I had a month to prepare. I needed at least six months after dealing with the emotional bruising of having at least a dozen people ask, "Why would they choose you?" "Maybe start with an outline," my husband prompted. I instead dug out everything I had from my former 6th grade class. Their poetry. Pictures. Letters. Gifts. Referrals. I sat among this pile, wallowing in self-pity, willing the words to infuse into my heart and brain like smoke from a tribal fire. "Is the outline done," Brad asked at the end of Week 1. I glared at him. "Why don't we get you a new outfit for your speech," he suggested. That little shopping excursion marked the second time I would cry during the writing process.

1.  Pre-write
2.  Cry
3.  Rough draft
4.  Cry
5.  Revision
6. Cry
7.  Edit
8.  Cry
9.  Edit again
10.  Cry. Lose sleep. Over-eat.
11. Edit some more
12.  Final draft.
13. Vomit

"Too short." "Too long." "Too flowery." "Too graphic."

"Are we talking about your speech or your outfit," Brad grumbled as we exited the sixth store. "Let's just go with dress pants," he sighed, thrusting a pair at me. I walked out of the dressing room, empty-handed. "What was wrong with those," my exasperated husband asked. "You could see my panty-line," I explained. "How can I give a speech to over 700 people when 85 seniors will be sitting behind me, looking at my panty-line?" "It's going to be tough to give a speech when you haven't actually written a speech," he snapped back, "Who's going to care about your panty-line if there isn't a speech?"

The best graduation speech that I ever heard was from my daughter Savannah's friend Sam who wove stories about the class into her message. Drawing on that, I typed...cried...typed some more...hyperventilated...type-type-type, whimper-whine-wail, type-type-type...

"It's fourteen pages long," I told Brad.

Horror-struck, he asked, "How long does it take to deliver?"

 "Fourteen minutes."

"How long is it SUPPOSE to be?"

"Five to eight minutes," I answered, resorting to Step 8 in the writing process.

So long, meaningful quote from Billy Graham. Farewell to Bernie, the hardest-working girl in the 6th grade. Adieu to sweet Jessica and her meticulously-crafted book report dioramas. How painful to cut Casey and her shocked aversion to Boston traffic or Emma's (warped) memory of my swiping her clicky pen and bashing it against the classroom wall (I would NEVER do that!). I played tug-of-war for days about Dylan, finally refusing to give up my chance of practicing my Irish accent in front of a captive audience.

By the day of graduation, I was down to ten pages.

I showed up for practice at 9 that morning. "You don't need to be here, Mrs. Mosiman," the high school principal reassured me. "I have some things that I need the kids to do," I answered. I saw concern flash in his eyes. There was a reason that elementary teachers aren't typically chosen to deliver the commencement address.

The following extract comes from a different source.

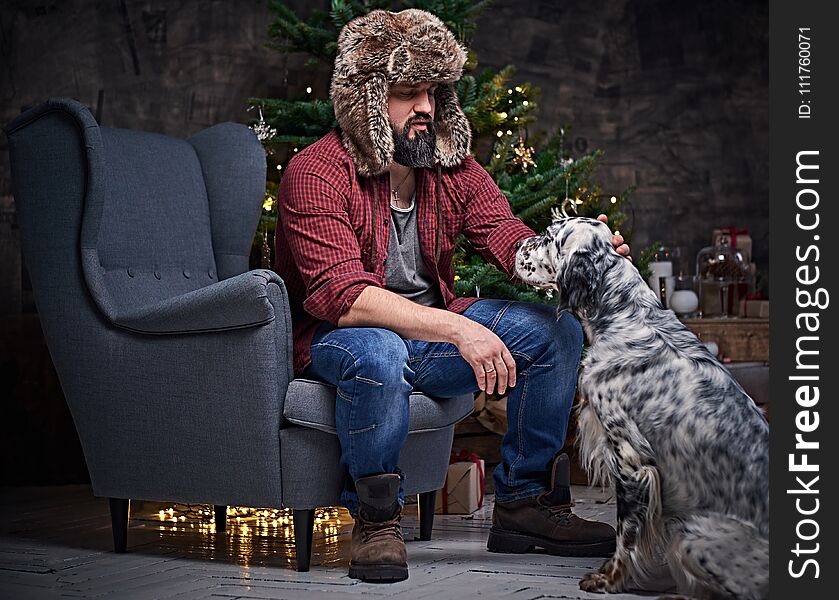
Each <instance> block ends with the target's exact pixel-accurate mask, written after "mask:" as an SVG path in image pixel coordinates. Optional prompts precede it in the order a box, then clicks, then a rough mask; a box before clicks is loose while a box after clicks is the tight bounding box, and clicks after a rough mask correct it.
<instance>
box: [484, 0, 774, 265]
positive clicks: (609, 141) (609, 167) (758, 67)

I began fasting and dehydrating at 3 pm.

Bumbling my box of props, I climbed the stage steps at 7:10 and approached the podium, blew a bubble, and began my speech...not to over seven hundred people that I barely knew but to eighty...that I knew and loved. Together we snapped the Addams Family theme song, Nathan erupted from his seat to declare himself the God of War, Maggie and Jacob graciously read their poems from the 6th grade, I tossed some good-natured abuse at those who I knew would take it well, gave a half-eaten jar of organic peanut-butter to Matthew, and told story after story about how special they were. My speech. Their stories. My love. My words would never be enough.

1 comment:

  1. What a wonderful opportunity to express my adoration for such a special class...it was both a blessing and an honor.